Okay, so this recipe is delicious. It might sound a little odd but it’s phenomenal. It’s basically chicken, cheese sauce and some peppers in a bread bowl. Like, what is more comforting than that? We didn’t make this in an Instant-Pot, but we might just have to recreate for an instant-pot chicken taco recipe!
If you follow us on Instagram (as you should), you know that we love Costco. They have a huge array of spices for a super reasonable price. We always buy our cinnamon, salt, dried basil, and taco seasoning from there. This giant container is less than $5 and is the best taco seasoning we’ve ever bought. It has cocoa powder in it which I think is what makes it oh so tasty.
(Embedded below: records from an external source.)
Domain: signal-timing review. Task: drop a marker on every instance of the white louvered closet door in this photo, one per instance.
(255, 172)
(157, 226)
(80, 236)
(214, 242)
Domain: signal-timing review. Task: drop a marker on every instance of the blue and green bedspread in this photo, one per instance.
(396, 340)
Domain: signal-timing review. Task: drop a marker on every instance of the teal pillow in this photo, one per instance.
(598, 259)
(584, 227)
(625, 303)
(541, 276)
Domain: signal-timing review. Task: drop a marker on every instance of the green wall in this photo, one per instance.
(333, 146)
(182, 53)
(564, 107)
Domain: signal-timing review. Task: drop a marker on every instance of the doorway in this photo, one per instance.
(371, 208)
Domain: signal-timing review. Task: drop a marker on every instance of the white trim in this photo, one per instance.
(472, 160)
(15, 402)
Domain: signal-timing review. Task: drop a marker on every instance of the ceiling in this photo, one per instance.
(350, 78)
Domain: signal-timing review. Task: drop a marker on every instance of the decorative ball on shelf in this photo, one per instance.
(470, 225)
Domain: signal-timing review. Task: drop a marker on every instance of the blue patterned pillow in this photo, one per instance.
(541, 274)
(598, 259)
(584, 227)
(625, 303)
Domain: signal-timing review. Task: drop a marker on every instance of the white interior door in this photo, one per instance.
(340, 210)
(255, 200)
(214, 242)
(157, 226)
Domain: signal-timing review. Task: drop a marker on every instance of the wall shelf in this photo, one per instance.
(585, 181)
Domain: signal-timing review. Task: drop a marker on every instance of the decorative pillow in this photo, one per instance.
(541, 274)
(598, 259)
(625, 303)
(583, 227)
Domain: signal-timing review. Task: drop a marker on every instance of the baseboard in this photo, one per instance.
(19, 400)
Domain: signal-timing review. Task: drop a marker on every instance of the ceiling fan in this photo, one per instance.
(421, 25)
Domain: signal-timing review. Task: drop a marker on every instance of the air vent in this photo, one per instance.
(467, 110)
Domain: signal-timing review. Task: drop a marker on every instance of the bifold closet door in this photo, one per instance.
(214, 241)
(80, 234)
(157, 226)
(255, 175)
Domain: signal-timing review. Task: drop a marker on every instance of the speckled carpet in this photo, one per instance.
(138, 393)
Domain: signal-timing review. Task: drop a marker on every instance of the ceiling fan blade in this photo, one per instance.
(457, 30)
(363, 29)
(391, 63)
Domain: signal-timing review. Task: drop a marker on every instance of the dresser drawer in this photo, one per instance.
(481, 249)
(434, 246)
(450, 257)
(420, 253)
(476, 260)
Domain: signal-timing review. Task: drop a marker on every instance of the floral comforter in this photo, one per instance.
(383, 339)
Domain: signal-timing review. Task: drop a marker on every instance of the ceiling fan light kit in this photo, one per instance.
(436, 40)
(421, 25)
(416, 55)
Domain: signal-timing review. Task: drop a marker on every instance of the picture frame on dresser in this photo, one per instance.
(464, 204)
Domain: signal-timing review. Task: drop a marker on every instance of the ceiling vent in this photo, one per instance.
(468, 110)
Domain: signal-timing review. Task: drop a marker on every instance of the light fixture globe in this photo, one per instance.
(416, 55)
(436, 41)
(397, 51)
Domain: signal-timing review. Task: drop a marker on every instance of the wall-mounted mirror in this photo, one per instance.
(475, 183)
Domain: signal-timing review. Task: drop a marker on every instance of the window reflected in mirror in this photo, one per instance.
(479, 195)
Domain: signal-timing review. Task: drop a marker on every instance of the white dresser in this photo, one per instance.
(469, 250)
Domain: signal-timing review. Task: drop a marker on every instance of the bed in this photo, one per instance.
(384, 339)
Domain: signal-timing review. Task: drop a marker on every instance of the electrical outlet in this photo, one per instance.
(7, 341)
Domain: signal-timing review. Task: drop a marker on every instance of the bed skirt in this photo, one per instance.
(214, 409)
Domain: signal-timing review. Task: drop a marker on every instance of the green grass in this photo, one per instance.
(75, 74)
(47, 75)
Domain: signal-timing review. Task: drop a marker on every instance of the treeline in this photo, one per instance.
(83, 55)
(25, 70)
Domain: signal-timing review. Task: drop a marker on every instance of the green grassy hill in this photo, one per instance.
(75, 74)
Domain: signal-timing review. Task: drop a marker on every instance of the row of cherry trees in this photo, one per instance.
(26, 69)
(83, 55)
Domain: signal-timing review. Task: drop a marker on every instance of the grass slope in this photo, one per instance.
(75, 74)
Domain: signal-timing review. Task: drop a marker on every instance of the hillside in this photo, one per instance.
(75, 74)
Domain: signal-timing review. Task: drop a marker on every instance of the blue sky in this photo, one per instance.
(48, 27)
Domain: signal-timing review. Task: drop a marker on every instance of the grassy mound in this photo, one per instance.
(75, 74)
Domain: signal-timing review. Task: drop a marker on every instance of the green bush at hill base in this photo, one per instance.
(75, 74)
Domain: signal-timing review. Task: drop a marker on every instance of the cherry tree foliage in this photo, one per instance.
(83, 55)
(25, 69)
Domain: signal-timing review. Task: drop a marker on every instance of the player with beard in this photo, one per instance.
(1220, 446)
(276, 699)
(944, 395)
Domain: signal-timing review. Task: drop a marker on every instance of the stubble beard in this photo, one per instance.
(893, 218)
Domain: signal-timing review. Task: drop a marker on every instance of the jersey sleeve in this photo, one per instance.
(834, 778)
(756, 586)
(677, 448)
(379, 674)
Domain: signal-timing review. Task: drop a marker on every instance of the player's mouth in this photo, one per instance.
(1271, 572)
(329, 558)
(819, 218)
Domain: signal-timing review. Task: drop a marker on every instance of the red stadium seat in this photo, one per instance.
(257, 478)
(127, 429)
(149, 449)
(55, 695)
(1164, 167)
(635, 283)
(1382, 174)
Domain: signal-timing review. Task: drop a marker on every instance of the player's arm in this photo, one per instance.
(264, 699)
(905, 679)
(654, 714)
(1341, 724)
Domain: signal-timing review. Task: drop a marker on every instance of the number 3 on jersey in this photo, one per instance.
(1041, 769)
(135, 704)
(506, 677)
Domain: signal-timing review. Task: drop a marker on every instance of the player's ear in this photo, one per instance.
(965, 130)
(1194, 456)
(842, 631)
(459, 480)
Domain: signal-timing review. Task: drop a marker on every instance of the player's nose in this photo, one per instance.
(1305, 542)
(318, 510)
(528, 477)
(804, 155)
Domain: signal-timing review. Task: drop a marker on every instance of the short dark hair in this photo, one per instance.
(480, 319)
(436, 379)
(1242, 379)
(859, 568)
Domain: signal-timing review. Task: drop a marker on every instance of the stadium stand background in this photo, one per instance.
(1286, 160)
While your taco chicken is cooking, you can prepare your veggies and your cheese sauce. If you aren’t the best multi-tasker, you can make your chicken or veggies first and let them hang out in a super low-heat pan while you make your cheese sauce. Then, you just add your veggies to the cheese sauce and mix to combine.
Andd then you add the chicken to the cheese sauce! This is basically a chicken taco soup and it’s amazing.
Pour it into your prepared bread bowl, which we also got at Costco, and top with jalapeno slices, if desired. This cheesy taco bowl is something you never knew you needed. Be sure to tag us on social or comment below when you whip this one up in your kitchen!
If you like this recipe, you might also enjoy these other The Beard and The Baker recipes!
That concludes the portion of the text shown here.